IN-SPIRE uses the unstructured text content of documents (e.g., the "abstract" field of the
contest dataset) to
identify an interesting set of words known as topics or themes that can be used to
distinguish clumps of similar documents within the collection. This process is based on
the particular word patterns in the collection at hand and does not transfer to other
collections. The co-occurrence or lack of co-occurrence of these interesting words and
other statistically associated words in documents is used to build a richer thematic meaning
for these representative topic words. Commonly appearing words that do not directly
contribute to the content—typically prepositions, pronouns, gerunds, etc.—are
ignored.
The system uses these topic word and associative patterns to build n-dimensional signature
vectors characterizing each document. The vectors are clustered and projected to 2-space
to create two visualizations—ThemeView (see Image 1.1) and Galaxy (see Image 1.2).
In these two visualization designs, a particular location on the map corresponds to a
specific topic found in the repository, and the distance on this map corresponds to semantic
similarities: semantically similar papers cluster around their major topics, while papers
with different content tend to lie apart in the map.

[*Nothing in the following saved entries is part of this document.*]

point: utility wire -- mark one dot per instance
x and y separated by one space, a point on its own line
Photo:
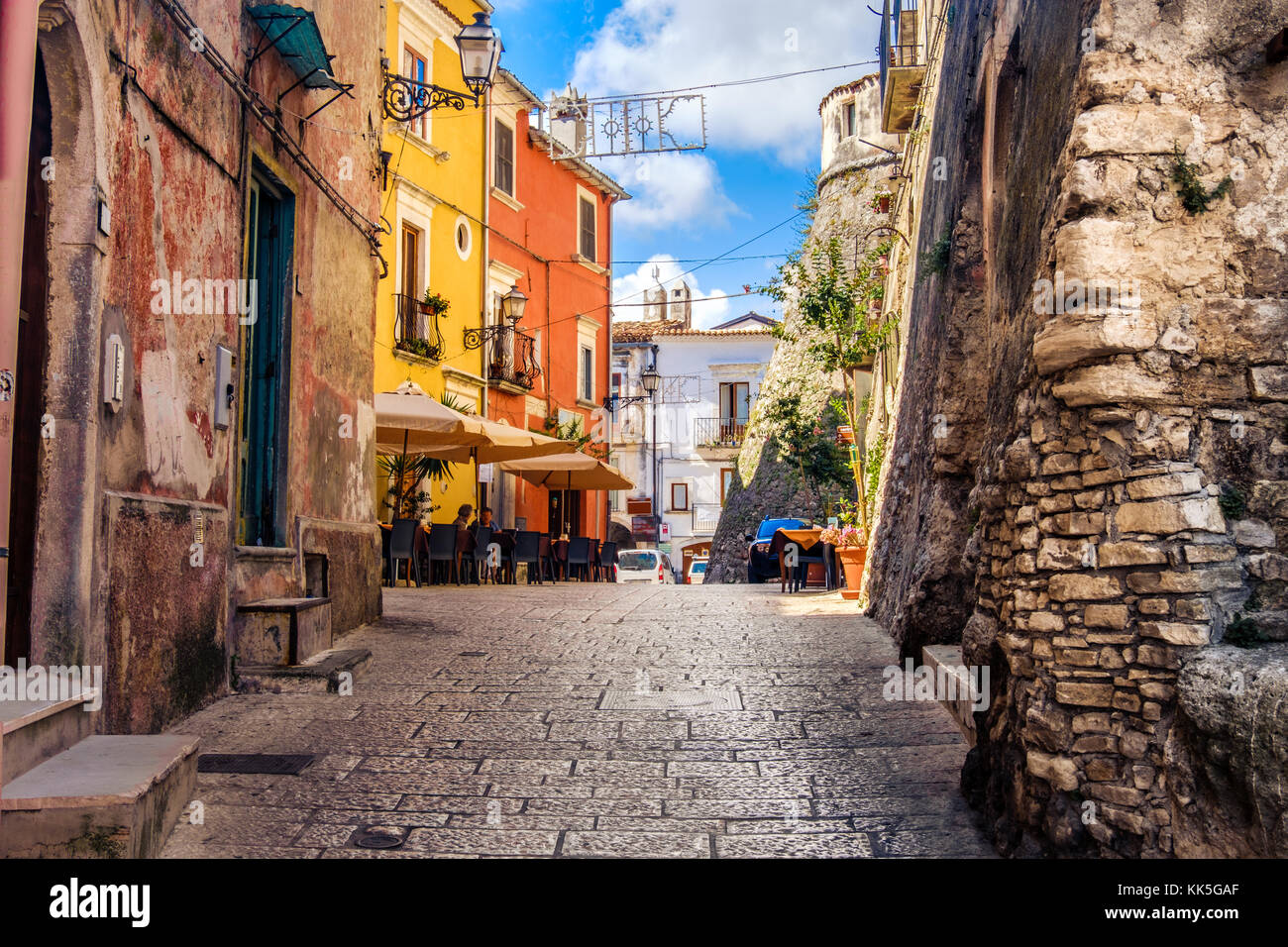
737 81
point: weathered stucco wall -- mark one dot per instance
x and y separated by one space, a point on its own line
1126 509
146 125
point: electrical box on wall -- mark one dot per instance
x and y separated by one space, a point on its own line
224 389
114 372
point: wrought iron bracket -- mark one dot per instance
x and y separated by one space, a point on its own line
614 401
406 98
475 338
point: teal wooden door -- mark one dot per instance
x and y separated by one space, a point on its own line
266 368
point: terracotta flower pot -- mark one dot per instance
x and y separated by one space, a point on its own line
851 562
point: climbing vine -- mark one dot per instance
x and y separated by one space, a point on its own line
1194 197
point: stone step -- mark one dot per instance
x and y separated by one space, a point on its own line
282 630
323 673
962 706
33 732
103 797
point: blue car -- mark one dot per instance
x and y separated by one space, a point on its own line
761 564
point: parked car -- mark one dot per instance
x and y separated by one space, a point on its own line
763 565
644 566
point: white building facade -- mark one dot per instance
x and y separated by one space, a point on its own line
681 445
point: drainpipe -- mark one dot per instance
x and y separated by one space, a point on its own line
485 266
17 86
657 509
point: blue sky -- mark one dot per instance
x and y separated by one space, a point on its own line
763 140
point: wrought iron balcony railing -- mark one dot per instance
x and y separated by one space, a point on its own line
509 355
719 432
902 64
706 517
416 329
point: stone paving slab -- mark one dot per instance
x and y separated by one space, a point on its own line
505 754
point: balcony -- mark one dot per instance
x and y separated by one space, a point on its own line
903 64
416 329
717 438
706 517
511 359
719 432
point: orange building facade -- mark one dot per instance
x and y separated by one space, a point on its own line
550 237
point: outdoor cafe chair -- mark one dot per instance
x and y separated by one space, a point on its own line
548 556
527 549
579 557
606 562
800 575
402 545
442 548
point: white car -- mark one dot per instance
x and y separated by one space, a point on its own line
644 566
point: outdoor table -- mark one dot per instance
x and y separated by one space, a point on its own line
805 539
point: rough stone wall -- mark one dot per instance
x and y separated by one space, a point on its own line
763 484
1131 478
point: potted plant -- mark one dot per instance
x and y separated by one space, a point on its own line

The above process description on IN-SPIRE is generally applied to all the following tasks.
In Task 1.1, we query only the symposium papers because we want to see the major
research areas at the symposium from 1995 to 2002. In Task 1.2, we query both the
symposium and reference papers in the analysis to show the contribution of the symposium
papers to the entire information visualization community.
IN-SPIRE can display the most salient topics of the most important clusters (in Galaxy)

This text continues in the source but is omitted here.